The four-day event, which took place May 14-18 at the Grand Hotel Wien, usually attracts between 60- and 80 international lawyers, predominately from the U.S., but organizers were expecting a large contingent from Europe this year.

He delivered a Canadian perspective on restrictions on employees’ individual freedom as well as other privacy issues.

Gatien says attending the conference offered him a glimpse into how other jurisdictions structure their labour and employment legislation.

“The way we approach things in Canada is kind of a hybrid between British common law with some American overlap. But also in Quebec, they have the continental Europe civil code approach to labour and employment relationships.

“Canadian lawyers with that exposure and experience are uniquely situated to deal with European lawyers working in a common law jurisdiction. We understand their civil code approaches and we know how to translate that into common law jurisprudence.”

The connections he has made abroad have resulted in foreign lawyers asking his advice and counsel on matters of Canadian and Ontario law. Most recently, he helped the British subsidiary of a Canadian corporation with an employment contract in the hiring of an executive.

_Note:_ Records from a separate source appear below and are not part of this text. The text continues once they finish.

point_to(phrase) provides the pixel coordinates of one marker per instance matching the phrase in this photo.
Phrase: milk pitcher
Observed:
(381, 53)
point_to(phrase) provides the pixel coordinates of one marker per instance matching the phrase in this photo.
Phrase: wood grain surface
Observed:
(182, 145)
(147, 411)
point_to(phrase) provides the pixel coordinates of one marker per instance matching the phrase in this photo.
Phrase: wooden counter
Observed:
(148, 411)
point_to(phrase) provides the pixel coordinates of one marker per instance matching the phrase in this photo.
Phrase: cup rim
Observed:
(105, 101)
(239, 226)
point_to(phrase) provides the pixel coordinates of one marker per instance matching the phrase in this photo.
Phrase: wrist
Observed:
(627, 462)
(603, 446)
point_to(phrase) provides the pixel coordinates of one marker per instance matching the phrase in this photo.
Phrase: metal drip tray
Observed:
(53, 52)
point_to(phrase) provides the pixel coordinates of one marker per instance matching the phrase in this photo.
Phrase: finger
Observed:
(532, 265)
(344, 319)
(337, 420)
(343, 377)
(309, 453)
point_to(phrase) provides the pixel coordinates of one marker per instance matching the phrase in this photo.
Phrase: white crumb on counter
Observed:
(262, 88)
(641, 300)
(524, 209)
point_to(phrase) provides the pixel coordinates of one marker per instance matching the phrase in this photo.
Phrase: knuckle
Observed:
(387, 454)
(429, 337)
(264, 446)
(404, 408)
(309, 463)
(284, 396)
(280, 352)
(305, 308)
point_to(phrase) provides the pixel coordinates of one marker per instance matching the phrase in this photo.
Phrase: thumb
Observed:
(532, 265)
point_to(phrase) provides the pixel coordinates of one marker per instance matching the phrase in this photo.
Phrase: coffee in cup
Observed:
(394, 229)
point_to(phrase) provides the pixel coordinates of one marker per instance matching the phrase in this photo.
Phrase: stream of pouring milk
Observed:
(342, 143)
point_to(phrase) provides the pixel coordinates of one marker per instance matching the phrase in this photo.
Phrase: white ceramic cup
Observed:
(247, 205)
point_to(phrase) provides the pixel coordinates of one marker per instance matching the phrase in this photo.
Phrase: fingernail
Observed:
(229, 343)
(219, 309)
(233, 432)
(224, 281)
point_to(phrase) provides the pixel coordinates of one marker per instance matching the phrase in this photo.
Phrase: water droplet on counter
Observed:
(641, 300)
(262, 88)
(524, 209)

While attending the Hong Kong conference 10 years ago, Gatien had the opportunity to meet Chris Patten, the last British Governor of Hong Kong prior to the 1997 handover to China, to discuss the basic law of that country.

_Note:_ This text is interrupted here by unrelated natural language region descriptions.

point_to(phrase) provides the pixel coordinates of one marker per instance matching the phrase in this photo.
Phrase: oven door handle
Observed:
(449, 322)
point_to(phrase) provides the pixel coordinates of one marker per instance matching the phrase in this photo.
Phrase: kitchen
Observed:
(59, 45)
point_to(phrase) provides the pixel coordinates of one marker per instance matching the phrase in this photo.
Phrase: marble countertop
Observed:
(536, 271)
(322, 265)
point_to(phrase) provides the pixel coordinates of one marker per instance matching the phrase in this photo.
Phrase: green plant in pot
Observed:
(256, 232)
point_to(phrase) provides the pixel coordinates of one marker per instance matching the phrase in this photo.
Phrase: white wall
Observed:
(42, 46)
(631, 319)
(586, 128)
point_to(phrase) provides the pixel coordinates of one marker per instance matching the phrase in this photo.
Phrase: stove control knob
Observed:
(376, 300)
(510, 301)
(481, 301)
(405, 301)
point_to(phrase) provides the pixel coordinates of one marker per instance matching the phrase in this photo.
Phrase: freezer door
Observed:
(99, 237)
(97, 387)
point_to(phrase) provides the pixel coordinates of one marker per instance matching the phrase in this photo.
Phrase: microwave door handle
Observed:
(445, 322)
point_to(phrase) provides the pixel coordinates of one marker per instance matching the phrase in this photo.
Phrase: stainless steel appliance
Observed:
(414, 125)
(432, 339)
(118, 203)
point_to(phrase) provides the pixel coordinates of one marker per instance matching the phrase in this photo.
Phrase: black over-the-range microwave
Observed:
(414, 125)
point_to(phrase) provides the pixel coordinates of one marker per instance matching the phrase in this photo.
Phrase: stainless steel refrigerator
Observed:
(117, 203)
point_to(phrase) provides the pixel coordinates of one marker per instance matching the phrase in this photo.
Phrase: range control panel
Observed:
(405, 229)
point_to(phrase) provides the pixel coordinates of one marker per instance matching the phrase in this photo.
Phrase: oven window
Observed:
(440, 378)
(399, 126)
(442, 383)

Gatien says Hong Kong was referred to as a “special administrative region” with government officials wanting to maintain some of the city’s capitalist ways. But Beijing was also facing some internal conflict in establishing Shanghai as a new portal to China and developing a model based on the Hong Kong free enterprise system. Gatien spent three days in each of those two cities in discussions with Chinese employment lawyers.

Though he doesn’t intend to open a Far East office anytime soon, Gatien says attending these conferences offers him a glimpse into the export of services or products to China and Asia.

Gatien has been practicing the management side of labour law since being called to the bar in 1980. He spent his first five years conducting provincial negotiations with the Ontario Hospital Association as its first director of paramedical and nursing negotiations, before moving to Sudbury in 1985.

His 10-employee firm represents between 120 and 150 clients, mostly in the Canadian public, natural resources and private sector manufacturing engaged in international trade.

The company also offers legal advice in the recruitment of foreign workers to Canada, helps develop employment contracts for Canadians working abroad, and advises Canadian companies on employment regulations in other countries.